The move could even give employers a stronger lobbying voice on skills issues for the future, Skillfast's Louise Wood told just-style.

"We took the decision we had a much more secure future for our sector with Skillset than we would by continuing the fight on our own. We think it's a good deal and the best possible solution."

"Our board's been working really, really hard to make sure that the bits employers really care about continuing are going to be kept within Skillset," Wood continues.

"So as far as the sector's concerned, the qualifications work will continue within Skillset and it'll be our people who will go to work at Skillset to do that job, so no change there."

While synergies between the creative media industries and the fashion and textiles sector might not be immediately obvious, there are parallels on the skills front - including the need for technical and business skills, and a lack of suitable training to help workers develop after they join the industry.

"Both sectors already have world-class reputations, and representing fashion and textiles will make our voices louder and even more effective," said Skillset chief executive, Dinah Caine.

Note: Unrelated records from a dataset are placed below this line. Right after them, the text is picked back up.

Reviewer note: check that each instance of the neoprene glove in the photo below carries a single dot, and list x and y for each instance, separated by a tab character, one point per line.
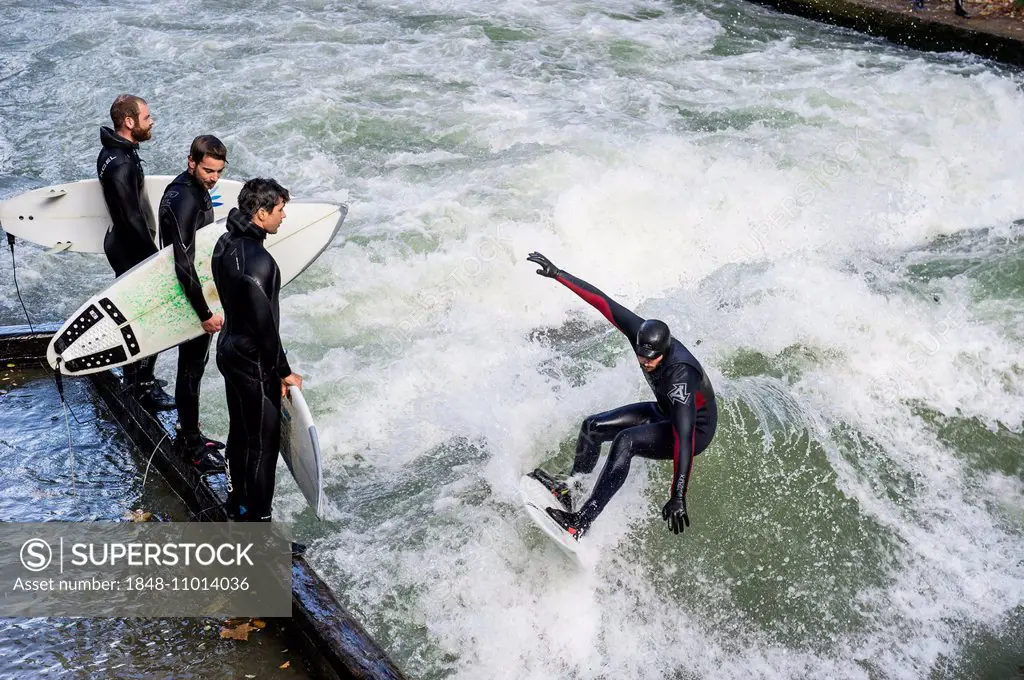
547	268
674	512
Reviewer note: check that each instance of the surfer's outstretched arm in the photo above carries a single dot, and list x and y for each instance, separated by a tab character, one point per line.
620	316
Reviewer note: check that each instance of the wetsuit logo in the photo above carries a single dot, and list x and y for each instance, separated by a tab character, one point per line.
679	393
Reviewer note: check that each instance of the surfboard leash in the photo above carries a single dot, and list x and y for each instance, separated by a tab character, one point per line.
64	402
13	263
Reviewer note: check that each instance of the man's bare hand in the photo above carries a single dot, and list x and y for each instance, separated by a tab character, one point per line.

The choice of Skillset to represent the fashion and textiles sector on skills was made by Skillfast-UK's board, which comprises prominent fashion and textiles industrialists, trade associations and union representation. 

Wood explains that a number of potential alliances were investigated, but Skillset was selected because it offering the strongest strategic positioning for the UK's fashion and textiles industry.

Within Skillset, fashion and textiles interests will be represented by a group of fashion and textiles employers, a seat on the board of directors, and a dedicated team specialising in fashion and textiles work.

Once final arrangements are agreed, Skillset will have a portfolio of industries that contribute GBP45bn to the UK economy each year and represent the skills needs of around 1 million workers.

The decision to end Skillfast-UK's license on 31 March next year was not entirely unexpected after an assessment was carried out by the UK Commission for Employment and Skills earlier this year.

The government is also planning significant reductions in the number of Sector Skills Councils by 2012 - possibly cutting the 25 Sector Skills Councils down to single figures - as outlined in a recent white paper. 

"In light of this information we took the decision that rather than holding out to be a separate sector skills council, we felt it was worth cutting a deal with somebody else to get the best possible future for the employers in this sector going forward," Wood explains.